三代伊藤宗看『将棋無双』第93番 1734.8
変化も易しく、邪魔駒消去テクニックのオンパレードを楽しめる作品。
99龍と85角がよく利いている。55馬は46金の質駒を取るより活躍の道は無さそうだ。
守備駒に乏しい玉とはいえ平凡な初手78金では…
78金、48玉、49龍、同玉、39金、59玉、
【失敗図】
もう王手が存在しない。
そこで初手は…
68金、
48玉なら先程の【失敗図】の後、59金までの詰みとなる。
同玉、
この局面をよく見ると後方に邪魔駒が2枚ある。
1枚はすぐわかるだろう57歩だ。
なければ46馬と金を手にして簡単に詰む。
もう一つはもう少し手を進めなければわからないが、88銀だ。
無双第76番(詰将棋入門183)の47銀と同じような役割。持駒に桂馬があるが、のちの局面で88桂と打つのに邪魔になっている。
79銀、59玉、68銀、同玉、
というわけで4手で88銀が原型消去された。
これがいわゆる直接消去だ。邪魔駒が自ら自爆する形で消えていく。
69龍、57玉、68龍、
続いて57歩の消去。
これは玉に取られる形で実現する。いわゆる間接消去だ。
同玉は46馬で簡単なので、邪魔駒消去の結果は作意表面には現れず、別の展開をしていくことになる。
同銀成、46馬、
同銀成でもかまわず46馬と金を喰う。
67銀が移動したので同玉は56金の一発なのだ。
67玉、56馬、76玉、88桂、
そして88銀を前もって消去しておいた伏線の効果がこの88桂ということになる。
あとは収束だ。
85玉、96金、94玉、95歩、93玉、
83歩も邪魔駒といえば邪魔駒だ。
なければ95歩の所で61角成で早い。
いわば余詰防ぎのような配置ではある。
しかし、宗看が収束にも本局のテーマである邪魔駒消去を小さく組み入れた遊び心が見えるような気がする。

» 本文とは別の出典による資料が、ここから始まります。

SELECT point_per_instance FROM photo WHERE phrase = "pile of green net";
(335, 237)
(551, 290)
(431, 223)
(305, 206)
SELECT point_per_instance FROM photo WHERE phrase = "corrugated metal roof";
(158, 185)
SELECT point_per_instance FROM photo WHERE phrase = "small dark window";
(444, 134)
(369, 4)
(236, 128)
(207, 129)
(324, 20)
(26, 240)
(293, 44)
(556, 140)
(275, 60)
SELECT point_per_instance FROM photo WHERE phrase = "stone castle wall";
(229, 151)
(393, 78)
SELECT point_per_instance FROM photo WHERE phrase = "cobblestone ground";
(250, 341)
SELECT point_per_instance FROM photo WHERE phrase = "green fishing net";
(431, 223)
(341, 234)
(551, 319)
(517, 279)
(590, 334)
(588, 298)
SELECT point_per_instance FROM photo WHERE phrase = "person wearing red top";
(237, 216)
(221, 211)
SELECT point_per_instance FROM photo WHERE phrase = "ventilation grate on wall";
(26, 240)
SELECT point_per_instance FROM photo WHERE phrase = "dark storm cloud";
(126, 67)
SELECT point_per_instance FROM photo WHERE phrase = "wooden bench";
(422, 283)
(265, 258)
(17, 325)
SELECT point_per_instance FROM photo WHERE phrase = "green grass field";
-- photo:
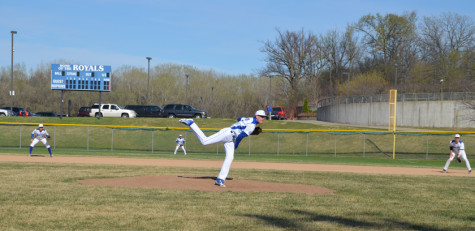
(41, 196)
(36, 196)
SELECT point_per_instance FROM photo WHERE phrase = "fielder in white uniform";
(180, 142)
(457, 148)
(230, 137)
(40, 134)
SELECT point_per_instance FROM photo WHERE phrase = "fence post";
(306, 151)
(427, 148)
(335, 145)
(112, 140)
(87, 144)
(364, 145)
(20, 136)
(249, 145)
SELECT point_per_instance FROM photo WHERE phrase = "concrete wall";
(456, 114)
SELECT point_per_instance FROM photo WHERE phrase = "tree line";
(371, 56)
(375, 54)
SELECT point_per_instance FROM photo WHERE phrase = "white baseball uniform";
(38, 136)
(459, 150)
(180, 142)
(230, 137)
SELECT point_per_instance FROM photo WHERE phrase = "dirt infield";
(239, 185)
(205, 183)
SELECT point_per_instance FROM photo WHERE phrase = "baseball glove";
(256, 131)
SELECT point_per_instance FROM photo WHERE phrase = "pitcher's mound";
(205, 183)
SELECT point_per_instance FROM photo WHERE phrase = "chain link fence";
(400, 98)
(314, 143)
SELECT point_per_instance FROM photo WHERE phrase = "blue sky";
(225, 36)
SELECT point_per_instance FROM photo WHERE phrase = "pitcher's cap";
(260, 113)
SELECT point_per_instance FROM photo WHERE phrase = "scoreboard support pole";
(61, 112)
(100, 96)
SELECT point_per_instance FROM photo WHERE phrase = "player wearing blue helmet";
(40, 134)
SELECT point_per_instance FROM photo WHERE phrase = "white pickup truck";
(5, 112)
(111, 110)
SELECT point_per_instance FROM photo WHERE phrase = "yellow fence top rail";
(217, 129)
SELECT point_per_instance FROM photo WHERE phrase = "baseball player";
(457, 148)
(230, 137)
(40, 134)
(180, 142)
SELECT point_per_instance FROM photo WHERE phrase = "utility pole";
(148, 78)
(186, 89)
(12, 93)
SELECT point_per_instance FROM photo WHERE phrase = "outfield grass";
(39, 196)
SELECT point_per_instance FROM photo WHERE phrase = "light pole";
(441, 84)
(395, 80)
(212, 98)
(148, 77)
(348, 85)
(11, 77)
(270, 90)
(186, 89)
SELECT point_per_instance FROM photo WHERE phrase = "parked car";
(146, 110)
(17, 111)
(84, 112)
(111, 110)
(278, 113)
(5, 112)
(182, 110)
(29, 113)
(47, 114)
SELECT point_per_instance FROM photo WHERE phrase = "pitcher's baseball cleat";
(219, 182)
(187, 122)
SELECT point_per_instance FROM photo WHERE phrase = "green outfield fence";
(299, 142)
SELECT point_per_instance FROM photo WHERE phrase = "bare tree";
(288, 57)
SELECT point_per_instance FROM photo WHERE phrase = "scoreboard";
(80, 77)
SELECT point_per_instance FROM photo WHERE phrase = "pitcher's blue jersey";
(245, 125)
(39, 134)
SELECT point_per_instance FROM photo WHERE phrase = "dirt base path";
(205, 183)
(237, 164)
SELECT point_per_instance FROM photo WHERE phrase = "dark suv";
(146, 110)
(18, 111)
(182, 110)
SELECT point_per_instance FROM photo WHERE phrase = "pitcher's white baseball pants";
(224, 136)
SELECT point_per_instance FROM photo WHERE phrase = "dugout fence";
(272, 142)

すなわちこの局面に至っても83歩は邪魔駒なのだ。なければ83金で詰む。
そして実際に作意上でも83金を実現させるのだ。
94金、92玉、82歩成、同玉、83金、
いよいよ終局も近い。
シンプルな仕掛で馬を綺麗に消しているのは見事だ。
同玉、61角成、92玉、73香成、91玉、92馬、
それにしても駒の効率の良さがすばらしい。
同玉、83馬、81玉、82成香まで35手詰
余談になるが、先程比較した第76番と本局はどちらを先に創作したのだろう。
第76番を先に創作したが、あちらは大駒を切る手はあるが中心は小駒の捨駒。やはり宗看らしくメインの部分は大駒の捌き捨てで決めたいと本局を創ったという妄想も可能だ。
逆に本局を先に創ったが、88銀がいかにも役になっていない邪魔駒。この銀を作意でも役立たせ、消去にもっと不利感を乗せて創り直したのが第76番という妄想も可能だ。
どうでもいいことだし、本人に訊くしか真相を明らかにする方法はないのだが、ちょっと気になったりするのだ。